Bewkes sets AOL free
The Time Warner chairman, an early skeptic of the AOL-Time Warner combination, now presides over its dismantling.
LOS ANGELES (Fortune) -- It was Jeff Bewkes who famously spoke up in an internal management meeting in 2002 and burst the bubble on AOL's friendly 2001 takeover of Time Warner, which was supposed to create a digital media juggernaut. "This is bull----", said Bewkes, who ran the conglomerate's HBO division, interrupting Steve Case, the Internet entrepreneur who had become chairman of what was then called AOL Time Warner. "The only problem in this construct is AOL."
And it is Bewkes, who, as the current chairman and CEO of Time Warner (TWX, Fortune 500), has finally cut AOL loose: To the surprise of few, the company announced plans today to make AOL an independent publicly-traded company.
In the era of economic crisis and beaten-down media stocks, the "worst corporate merger ever" doesn't have the sting it once had, and most media observers - and hard-bitten Time Warner shareholders and employees among them - have long resigned themselves to the fact that AOL could not regain its luster as part of the media conglomerate that owns Warner Bros., HBO, the Turner cable networks and Time Inc. (and whose brands include CNNMoney.com and Fortune).
Indeed, at Time Warner's annual meeting this morning, AOL generated only a couple of brief shareholder questions at a gathering that lasted more than three hours. And Bewkes pointed out that its jettison follows the playbook used to recently make Time Warner Cable (TWC) a separate company, as part of a move to streamline and refocus the business as a purveyor of content. "We just need to perform well - steady earnings growth, steady cash flow and a clear future," Bewkes told the meeting.
Still, AOL's impact on Time Warner for the past few years has been even greater than a glance at Time Warner's income statements would suggest. (For more on the financial impact of the spinoff, see "Time Warner goes with the cash flow.") The bigger cost of AOL to Time Warner has been psychic - a constant reminder not just of a bubble-era blunder that evaporated more than $100 billion in bubble-era shareholder value, but a more recent reminder that for years now Time Warner has not been able to figure out what to do with it.
Thus, Bewkes' recent hiring of Tim Armstrong from Google (GOOG, Fortune 500) as AOL's new chairman and CEO - the second time he changed management in less than three years - was a clear signal that the business would be heading into a new, autonomous direction.
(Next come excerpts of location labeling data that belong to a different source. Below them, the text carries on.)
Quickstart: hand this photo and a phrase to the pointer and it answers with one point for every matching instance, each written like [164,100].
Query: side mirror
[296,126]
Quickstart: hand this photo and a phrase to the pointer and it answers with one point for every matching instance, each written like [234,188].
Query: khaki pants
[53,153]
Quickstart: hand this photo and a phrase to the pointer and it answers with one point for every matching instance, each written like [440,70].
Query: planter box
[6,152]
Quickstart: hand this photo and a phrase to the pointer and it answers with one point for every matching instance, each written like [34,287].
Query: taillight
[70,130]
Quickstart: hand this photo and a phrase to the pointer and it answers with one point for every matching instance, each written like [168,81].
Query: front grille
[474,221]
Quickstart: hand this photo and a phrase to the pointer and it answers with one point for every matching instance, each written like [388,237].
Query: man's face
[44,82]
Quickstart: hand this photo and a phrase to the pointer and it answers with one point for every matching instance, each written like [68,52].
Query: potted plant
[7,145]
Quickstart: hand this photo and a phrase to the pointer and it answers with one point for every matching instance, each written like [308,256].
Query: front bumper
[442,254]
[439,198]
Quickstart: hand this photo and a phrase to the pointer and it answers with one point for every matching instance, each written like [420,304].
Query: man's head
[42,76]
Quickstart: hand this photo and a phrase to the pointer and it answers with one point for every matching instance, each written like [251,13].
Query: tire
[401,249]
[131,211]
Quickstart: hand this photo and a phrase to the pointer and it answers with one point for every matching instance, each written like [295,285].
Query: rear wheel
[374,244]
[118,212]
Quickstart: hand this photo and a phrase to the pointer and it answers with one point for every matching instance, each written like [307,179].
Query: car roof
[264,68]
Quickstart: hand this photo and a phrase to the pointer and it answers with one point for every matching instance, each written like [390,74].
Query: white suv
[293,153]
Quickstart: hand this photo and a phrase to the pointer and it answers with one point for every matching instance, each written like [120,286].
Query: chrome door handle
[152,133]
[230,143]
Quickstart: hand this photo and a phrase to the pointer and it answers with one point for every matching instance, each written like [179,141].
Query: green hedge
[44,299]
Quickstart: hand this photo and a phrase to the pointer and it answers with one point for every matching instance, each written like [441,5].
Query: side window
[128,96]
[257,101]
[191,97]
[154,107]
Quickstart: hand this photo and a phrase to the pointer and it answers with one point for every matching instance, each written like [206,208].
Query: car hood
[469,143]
The thinking is that, once independent, AOL will be free to pursue partnerships with the other leading Web players (Yahoo (YHOO, Fortune 500), Microsoft (MSFT, Fortune 500), Google, MySpace) who have been trying to figure out their next moves in the digital dance. For all its challenges, AOL is still one of the most-trafficked destinations online, with 107 million unique users, a reach that many media companies would kill for. (And, for what it's worth, it's still the largest seller of dial-up Internet access going.)
Given that existing Time Warner shareholders will get a pro rata piece of the separate AOL, a split off neatly addresses a concern that the final indignity for Time Warner would be to sell the business too cheaply and see someone else make a success of it.
Former AOL chief Case, who left the merged company not very long after Bewkes spoke out against it and its stock price collapsed, has publicly called for AOL to be split off from Time Warner for some time.
Thursday morning, after Time Warner made its announcement, he Twittered on the subject: "Agree w/ Jeff Bewkes, it is best for AOL and for TW." A few minutes later, he added: "Thomas Edison: 'Vision without execution is hallucination' - pretty much sums up AOL/TW - failure of leadership (myself included)."